Telling evidence of mass graves around Brcko, and near the infamously conquered city of Srebrenica to the southeast, came to light last week as TIME correspondents explored parts of Bosnia under Serb control. What becomes evident from talking with people and surveying the landscape near Brcko is that at least 3,000 civilians--Muslims and Croats--disappeared at a time of vicious torture and secret nighttime excavations. The town has long been famous for its meat, mostly marketed under the Bimeks trade name. In a savage twist on that reputation, eyewitness accounts speak of a 1992 Serb campaign of systematic murders that allegedly culminated in the destruction of bodies at a former Bimeks animal-feed plant.

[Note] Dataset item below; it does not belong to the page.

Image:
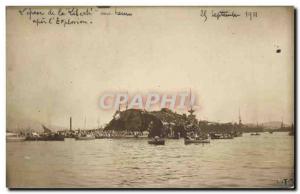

So far, only indirect corroboration has emerged for stories about corpses that were trucked to the plant to be cremated or minced into livestock feed, all for the purpose of destroying evidence of massacres. Several Brcko inhabitants say they have watched an amateur videotape that followed some of the process: refrigerated trucks delivering their loads. A Serb militiaman from the district who was captured by Bosnian government forces last year corroborates many rumors that the feed plant played host to some terrible deeds. On a videotape made available to TIME, the pow testifies that truck-driver friends of his told tales in great detail of transporting as many as 3,000 bodies to the factory from mass graves.

Bearing mute testimony to some strenuous level of secret activity is a patch of ground outside Brcko. Set in a depression near the entrance to a livestock farm, the ground is strangely level, rectangular and replanted with grass. Woods and other wild terrain surround it. By the accounts of at least three former Brcko residents, this land looking like a soccer field in the middle of nowhere was one of several burial places for thousands of murdered civilians.

When Bosnian Serb forces rose in rebellion against the Muslim-led government in April 1992, Brcko was one of the first places to come in for the euphemistically labeled task of ethnic cleansing. Serb militiamen who seized the town with a bang on April 30, blowing up two bridges across the Sava, proceeded to harass more and more of Brcko's Muslims and Croats, who made up more than two-thirds of the population. As May passed, legions of locals filled makeshift detention camps in a sports hall, a pig farm and other available compounds--including the notorious Luka camp, in abandoned warehouses on the river. Stories of atrocities in Luka and other camps abounded over the months that followed as survivors escaped into exile.